Roger Smee MBE

Personal information
- Full name: Roger Guy Smee
- Date of birth: 14 August 1948 (age 77)
- Place of birth: Reading, England
- Position: Forward

Youth career
- Chelsea

Senior career*
- Years: Team / Apps / (Gls)
- 1966–1967: Chelsea / 0 / (0)
- 1967–1970: Reading / 50 / (16)
- 1970: → Chelmsford City (loan) / 12 / (10)
- 1970: Hillingdon Borough
- 1970–1972: Hereford United
- 1972–1973: VG Oostende
- 1973–1974: Reading / 9 / (1)

= Roger Smee =

English footballer

Roger Guy Smee (born 14 August 1948) is an English former footballer who played as a forward.

==Career==
In January 1967, Reading signed Smee from Chelsea, where he had played in the youth set-up. On 3 March 1967, Smee scored on his Reading debut in a 2–0 win against Shrewsbury Town. Smee scored nine goals in 15 appearances in the 1966–67 season following his transfer. Following suffering a broken leg, Smee was deemed surplus to requirements by manager Jack Mansell and dropped down to non-League football, firstly being loaned to Chelmsford City, before signing for Hillingdon Borough and Hereford United.
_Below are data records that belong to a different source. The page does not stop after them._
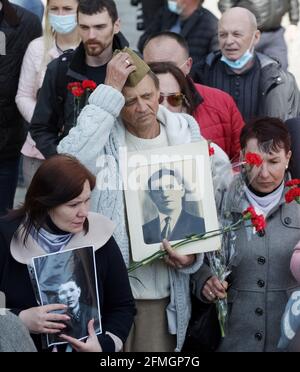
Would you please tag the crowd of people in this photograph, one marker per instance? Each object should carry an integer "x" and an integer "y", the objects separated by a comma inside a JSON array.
[{"x": 76, "y": 96}]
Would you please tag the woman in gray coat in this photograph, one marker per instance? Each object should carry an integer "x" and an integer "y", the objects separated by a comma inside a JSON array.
[
  {"x": 14, "y": 336},
  {"x": 261, "y": 281}
]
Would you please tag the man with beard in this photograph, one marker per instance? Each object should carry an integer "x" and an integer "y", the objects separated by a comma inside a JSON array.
[{"x": 55, "y": 112}]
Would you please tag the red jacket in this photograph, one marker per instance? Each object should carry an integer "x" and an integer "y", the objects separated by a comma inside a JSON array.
[{"x": 219, "y": 120}]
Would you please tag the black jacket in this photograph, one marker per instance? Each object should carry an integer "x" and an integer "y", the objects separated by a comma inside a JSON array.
[
  {"x": 199, "y": 30},
  {"x": 269, "y": 13},
  {"x": 54, "y": 112},
  {"x": 115, "y": 297},
  {"x": 278, "y": 91},
  {"x": 186, "y": 225},
  {"x": 20, "y": 27}
]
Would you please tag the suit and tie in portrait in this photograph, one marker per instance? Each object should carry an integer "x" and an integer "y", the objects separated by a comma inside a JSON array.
[{"x": 167, "y": 191}]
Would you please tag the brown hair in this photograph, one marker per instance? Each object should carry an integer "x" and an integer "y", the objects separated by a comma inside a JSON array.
[
  {"x": 271, "y": 134},
  {"x": 91, "y": 7},
  {"x": 169, "y": 67},
  {"x": 58, "y": 180}
]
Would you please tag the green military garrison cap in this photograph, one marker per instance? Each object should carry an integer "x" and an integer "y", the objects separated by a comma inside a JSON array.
[{"x": 142, "y": 68}]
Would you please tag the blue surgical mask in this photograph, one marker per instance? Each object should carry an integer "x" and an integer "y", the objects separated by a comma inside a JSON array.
[
  {"x": 240, "y": 63},
  {"x": 63, "y": 24},
  {"x": 173, "y": 7}
]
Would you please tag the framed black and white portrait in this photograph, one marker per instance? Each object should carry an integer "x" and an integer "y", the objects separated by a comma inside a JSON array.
[
  {"x": 169, "y": 195},
  {"x": 69, "y": 278}
]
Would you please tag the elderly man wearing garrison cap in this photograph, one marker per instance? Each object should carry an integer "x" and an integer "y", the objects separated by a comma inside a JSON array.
[{"x": 124, "y": 112}]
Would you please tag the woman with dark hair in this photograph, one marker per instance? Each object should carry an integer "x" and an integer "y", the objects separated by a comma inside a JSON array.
[
  {"x": 260, "y": 281},
  {"x": 55, "y": 217},
  {"x": 175, "y": 93}
]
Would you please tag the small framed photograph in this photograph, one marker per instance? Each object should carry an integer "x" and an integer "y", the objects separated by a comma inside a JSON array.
[
  {"x": 69, "y": 277},
  {"x": 169, "y": 195}
]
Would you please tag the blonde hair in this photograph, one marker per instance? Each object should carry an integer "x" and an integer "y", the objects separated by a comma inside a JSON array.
[{"x": 49, "y": 36}]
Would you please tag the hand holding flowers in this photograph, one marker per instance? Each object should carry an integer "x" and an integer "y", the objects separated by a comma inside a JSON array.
[{"x": 81, "y": 92}]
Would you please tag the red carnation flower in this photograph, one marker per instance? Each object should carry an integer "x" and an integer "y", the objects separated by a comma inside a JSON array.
[
  {"x": 293, "y": 195},
  {"x": 89, "y": 84},
  {"x": 74, "y": 85},
  {"x": 291, "y": 183},
  {"x": 78, "y": 92},
  {"x": 259, "y": 222},
  {"x": 253, "y": 159},
  {"x": 249, "y": 213}
]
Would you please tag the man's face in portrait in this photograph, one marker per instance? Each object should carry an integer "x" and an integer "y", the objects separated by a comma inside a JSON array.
[
  {"x": 69, "y": 294},
  {"x": 167, "y": 193}
]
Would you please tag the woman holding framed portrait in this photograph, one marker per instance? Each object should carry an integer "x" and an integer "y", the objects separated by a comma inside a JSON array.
[{"x": 55, "y": 218}]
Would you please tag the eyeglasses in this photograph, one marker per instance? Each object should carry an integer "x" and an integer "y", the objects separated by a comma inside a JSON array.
[{"x": 174, "y": 99}]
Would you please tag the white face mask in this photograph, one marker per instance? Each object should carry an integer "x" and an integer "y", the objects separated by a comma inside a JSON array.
[
  {"x": 63, "y": 24},
  {"x": 173, "y": 7}
]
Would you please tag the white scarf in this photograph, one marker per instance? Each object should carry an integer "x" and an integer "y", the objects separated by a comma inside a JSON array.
[{"x": 264, "y": 204}]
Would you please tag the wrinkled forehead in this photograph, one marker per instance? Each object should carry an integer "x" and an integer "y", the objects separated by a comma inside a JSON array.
[
  {"x": 234, "y": 23},
  {"x": 146, "y": 85}
]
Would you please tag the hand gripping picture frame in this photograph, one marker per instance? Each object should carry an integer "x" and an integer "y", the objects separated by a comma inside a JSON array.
[
  {"x": 69, "y": 278},
  {"x": 169, "y": 195}
]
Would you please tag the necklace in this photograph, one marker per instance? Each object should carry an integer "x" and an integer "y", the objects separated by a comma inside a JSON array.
[{"x": 61, "y": 51}]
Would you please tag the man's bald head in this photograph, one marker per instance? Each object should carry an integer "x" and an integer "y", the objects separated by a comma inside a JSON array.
[
  {"x": 237, "y": 33},
  {"x": 243, "y": 15}
]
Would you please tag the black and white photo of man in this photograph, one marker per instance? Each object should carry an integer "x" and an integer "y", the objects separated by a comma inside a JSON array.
[
  {"x": 80, "y": 314},
  {"x": 167, "y": 191}
]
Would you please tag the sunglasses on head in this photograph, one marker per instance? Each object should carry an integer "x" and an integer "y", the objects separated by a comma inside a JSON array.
[{"x": 174, "y": 99}]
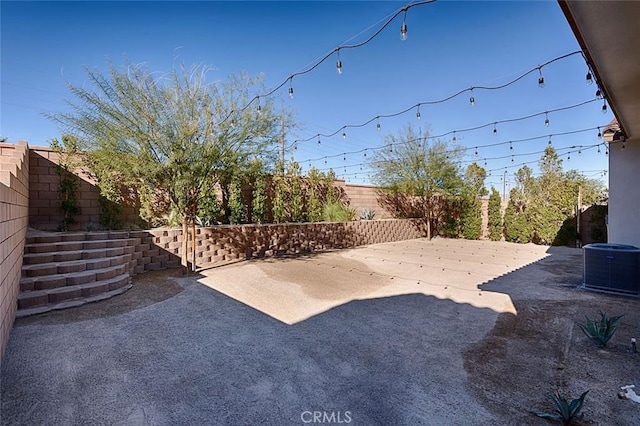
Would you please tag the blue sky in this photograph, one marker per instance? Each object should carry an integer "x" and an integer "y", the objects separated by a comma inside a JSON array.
[{"x": 451, "y": 46}]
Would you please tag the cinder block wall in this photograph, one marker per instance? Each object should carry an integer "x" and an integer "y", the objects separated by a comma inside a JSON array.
[
  {"x": 44, "y": 199},
  {"x": 14, "y": 218},
  {"x": 226, "y": 243}
]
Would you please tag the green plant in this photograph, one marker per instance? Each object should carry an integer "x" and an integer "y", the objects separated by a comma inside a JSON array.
[
  {"x": 337, "y": 212},
  {"x": 367, "y": 214},
  {"x": 69, "y": 183},
  {"x": 602, "y": 330},
  {"x": 564, "y": 410}
]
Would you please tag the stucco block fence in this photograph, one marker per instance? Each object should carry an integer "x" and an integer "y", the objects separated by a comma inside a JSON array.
[
  {"x": 14, "y": 218},
  {"x": 161, "y": 248}
]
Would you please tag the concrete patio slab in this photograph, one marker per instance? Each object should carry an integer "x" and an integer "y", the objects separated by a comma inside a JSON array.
[{"x": 368, "y": 336}]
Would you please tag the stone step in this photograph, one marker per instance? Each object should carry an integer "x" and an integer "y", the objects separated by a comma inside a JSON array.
[
  {"x": 59, "y": 237},
  {"x": 65, "y": 256},
  {"x": 40, "y": 301},
  {"x": 78, "y": 245},
  {"x": 53, "y": 281},
  {"x": 65, "y": 267}
]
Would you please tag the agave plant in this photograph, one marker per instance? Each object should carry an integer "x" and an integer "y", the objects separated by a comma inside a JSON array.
[
  {"x": 565, "y": 410},
  {"x": 600, "y": 330}
]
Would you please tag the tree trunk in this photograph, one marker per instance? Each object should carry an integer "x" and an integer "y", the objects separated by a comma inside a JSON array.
[{"x": 185, "y": 245}]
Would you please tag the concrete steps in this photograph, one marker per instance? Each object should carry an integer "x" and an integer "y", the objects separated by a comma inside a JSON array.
[{"x": 63, "y": 270}]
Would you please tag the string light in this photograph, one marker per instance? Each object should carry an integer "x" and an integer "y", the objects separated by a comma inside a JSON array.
[
  {"x": 589, "y": 78},
  {"x": 540, "y": 79}
]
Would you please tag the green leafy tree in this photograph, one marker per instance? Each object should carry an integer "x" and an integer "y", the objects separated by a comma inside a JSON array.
[
  {"x": 414, "y": 171},
  {"x": 171, "y": 133},
  {"x": 495, "y": 216},
  {"x": 473, "y": 189},
  {"x": 69, "y": 184}
]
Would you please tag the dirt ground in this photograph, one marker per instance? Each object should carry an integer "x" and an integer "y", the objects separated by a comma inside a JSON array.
[
  {"x": 524, "y": 356},
  {"x": 542, "y": 349}
]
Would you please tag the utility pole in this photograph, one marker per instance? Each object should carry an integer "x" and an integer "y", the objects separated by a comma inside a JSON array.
[{"x": 282, "y": 143}]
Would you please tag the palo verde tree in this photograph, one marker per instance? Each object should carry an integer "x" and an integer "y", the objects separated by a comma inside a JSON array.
[
  {"x": 172, "y": 133},
  {"x": 539, "y": 206},
  {"x": 414, "y": 171}
]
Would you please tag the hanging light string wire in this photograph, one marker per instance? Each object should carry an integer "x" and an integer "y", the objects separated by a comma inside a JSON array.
[
  {"x": 323, "y": 58},
  {"x": 439, "y": 101}
]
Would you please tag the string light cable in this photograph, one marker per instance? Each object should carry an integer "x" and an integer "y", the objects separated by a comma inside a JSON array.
[
  {"x": 439, "y": 101},
  {"x": 322, "y": 59}
]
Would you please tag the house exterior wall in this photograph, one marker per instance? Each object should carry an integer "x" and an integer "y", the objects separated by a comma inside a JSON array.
[
  {"x": 624, "y": 193},
  {"x": 14, "y": 217}
]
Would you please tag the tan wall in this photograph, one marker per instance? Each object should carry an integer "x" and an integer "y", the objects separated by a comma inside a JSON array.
[
  {"x": 44, "y": 199},
  {"x": 365, "y": 197},
  {"x": 226, "y": 243},
  {"x": 14, "y": 211},
  {"x": 624, "y": 193}
]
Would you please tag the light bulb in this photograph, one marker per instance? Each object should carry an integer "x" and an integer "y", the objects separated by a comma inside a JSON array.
[
  {"x": 403, "y": 31},
  {"x": 540, "y": 79}
]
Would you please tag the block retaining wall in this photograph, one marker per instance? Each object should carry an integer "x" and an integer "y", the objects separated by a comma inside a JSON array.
[
  {"x": 14, "y": 217},
  {"x": 161, "y": 248}
]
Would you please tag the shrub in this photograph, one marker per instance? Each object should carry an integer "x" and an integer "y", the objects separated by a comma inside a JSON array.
[
  {"x": 495, "y": 217},
  {"x": 600, "y": 331},
  {"x": 367, "y": 214},
  {"x": 563, "y": 409}
]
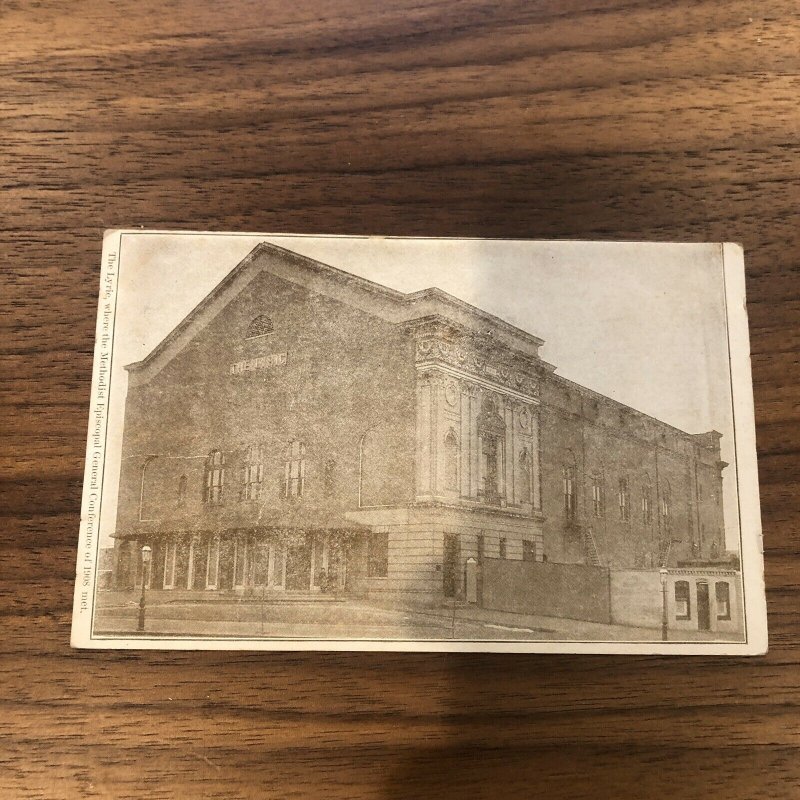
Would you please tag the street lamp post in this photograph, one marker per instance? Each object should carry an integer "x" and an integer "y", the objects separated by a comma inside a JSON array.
[
  {"x": 147, "y": 554},
  {"x": 662, "y": 573}
]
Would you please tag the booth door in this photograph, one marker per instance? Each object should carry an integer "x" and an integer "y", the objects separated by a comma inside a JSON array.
[
  {"x": 298, "y": 566},
  {"x": 703, "y": 608}
]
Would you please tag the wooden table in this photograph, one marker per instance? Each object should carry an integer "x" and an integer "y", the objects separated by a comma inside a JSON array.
[{"x": 633, "y": 120}]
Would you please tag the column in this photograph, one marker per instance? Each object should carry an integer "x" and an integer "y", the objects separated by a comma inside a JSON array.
[
  {"x": 475, "y": 444},
  {"x": 423, "y": 433},
  {"x": 536, "y": 459},
  {"x": 466, "y": 442},
  {"x": 509, "y": 417}
]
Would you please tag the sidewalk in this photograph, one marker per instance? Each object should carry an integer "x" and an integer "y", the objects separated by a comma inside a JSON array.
[
  {"x": 559, "y": 627},
  {"x": 359, "y": 619}
]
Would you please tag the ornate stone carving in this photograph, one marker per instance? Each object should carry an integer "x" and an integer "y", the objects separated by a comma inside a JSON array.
[{"x": 497, "y": 365}]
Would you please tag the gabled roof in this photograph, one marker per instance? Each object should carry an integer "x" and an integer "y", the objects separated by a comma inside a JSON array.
[{"x": 389, "y": 304}]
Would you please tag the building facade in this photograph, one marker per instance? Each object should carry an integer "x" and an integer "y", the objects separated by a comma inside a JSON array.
[{"x": 305, "y": 430}]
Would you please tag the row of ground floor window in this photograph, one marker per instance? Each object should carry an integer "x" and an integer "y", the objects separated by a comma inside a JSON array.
[{"x": 307, "y": 561}]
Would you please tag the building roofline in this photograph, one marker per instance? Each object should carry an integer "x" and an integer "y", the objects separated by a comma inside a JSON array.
[
  {"x": 403, "y": 304},
  {"x": 625, "y": 407}
]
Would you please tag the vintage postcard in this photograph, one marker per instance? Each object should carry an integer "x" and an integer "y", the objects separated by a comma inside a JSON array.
[{"x": 375, "y": 443}]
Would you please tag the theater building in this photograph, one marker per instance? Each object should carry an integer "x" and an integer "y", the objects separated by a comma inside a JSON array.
[{"x": 305, "y": 430}]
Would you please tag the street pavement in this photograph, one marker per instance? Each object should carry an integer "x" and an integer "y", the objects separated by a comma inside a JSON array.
[{"x": 117, "y": 613}]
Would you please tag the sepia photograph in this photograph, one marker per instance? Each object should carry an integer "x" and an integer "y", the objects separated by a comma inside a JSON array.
[{"x": 331, "y": 442}]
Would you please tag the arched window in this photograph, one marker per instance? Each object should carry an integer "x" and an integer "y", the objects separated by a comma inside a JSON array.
[
  {"x": 683, "y": 608},
  {"x": 624, "y": 500},
  {"x": 214, "y": 483},
  {"x": 570, "y": 488},
  {"x": 491, "y": 433},
  {"x": 260, "y": 326},
  {"x": 723, "y": 594},
  {"x": 253, "y": 472},
  {"x": 525, "y": 475},
  {"x": 295, "y": 469},
  {"x": 451, "y": 456},
  {"x": 665, "y": 504}
]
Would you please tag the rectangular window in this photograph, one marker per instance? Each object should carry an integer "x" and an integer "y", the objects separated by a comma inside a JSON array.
[
  {"x": 260, "y": 564},
  {"x": 169, "y": 564},
  {"x": 723, "y": 593},
  {"x": 295, "y": 469},
  {"x": 624, "y": 511},
  {"x": 212, "y": 564},
  {"x": 253, "y": 473},
  {"x": 683, "y": 609},
  {"x": 329, "y": 478},
  {"x": 569, "y": 492},
  {"x": 528, "y": 550},
  {"x": 239, "y": 561},
  {"x": 378, "y": 555},
  {"x": 647, "y": 514},
  {"x": 597, "y": 497},
  {"x": 214, "y": 485}
]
In 1972, Smee signed for Belgian club VG Oostende, before moving back to Reading, where he made nine further Football League appearances, scoring once.

==Post-playing career==
Following his playing career, Smee moved into business. In May 1983, Oxford United chairman Robert Maxwell announced his intention to acquire a majority shareholding in Reading and merge Reading and Oxford into a club named Thames Valley Royals. Smee and Reading director Roy Tranter opposed such a merger and stopped Maxwell's plans following a boardroom vote at Reading between the Maxwell merger offer and a rival bid headed by Smee. In July 1983, Smee became chairman of Reading. During Smee's time as chairman, Reading reached Wembley for the first time, winning the 1988 Full Members' Cup Final as well as gaining promotion from the Fourth Division in 1983–84, winning the Third Division in 1985–86 and achieving the club's highest finish in 1987. In 1990, Smee was replaced as Reading chairman by John Madejski, as a result of the early 1990s recession.

In 2013, Smee was awarded an MBE for his work with young people in Berkshire.

Smee now spends much of his time on his duties as the President of Berkshire Youth, a youth charity based out of Berkshire that runs youth centres and detached youth work throughout West Berkshire and Reading.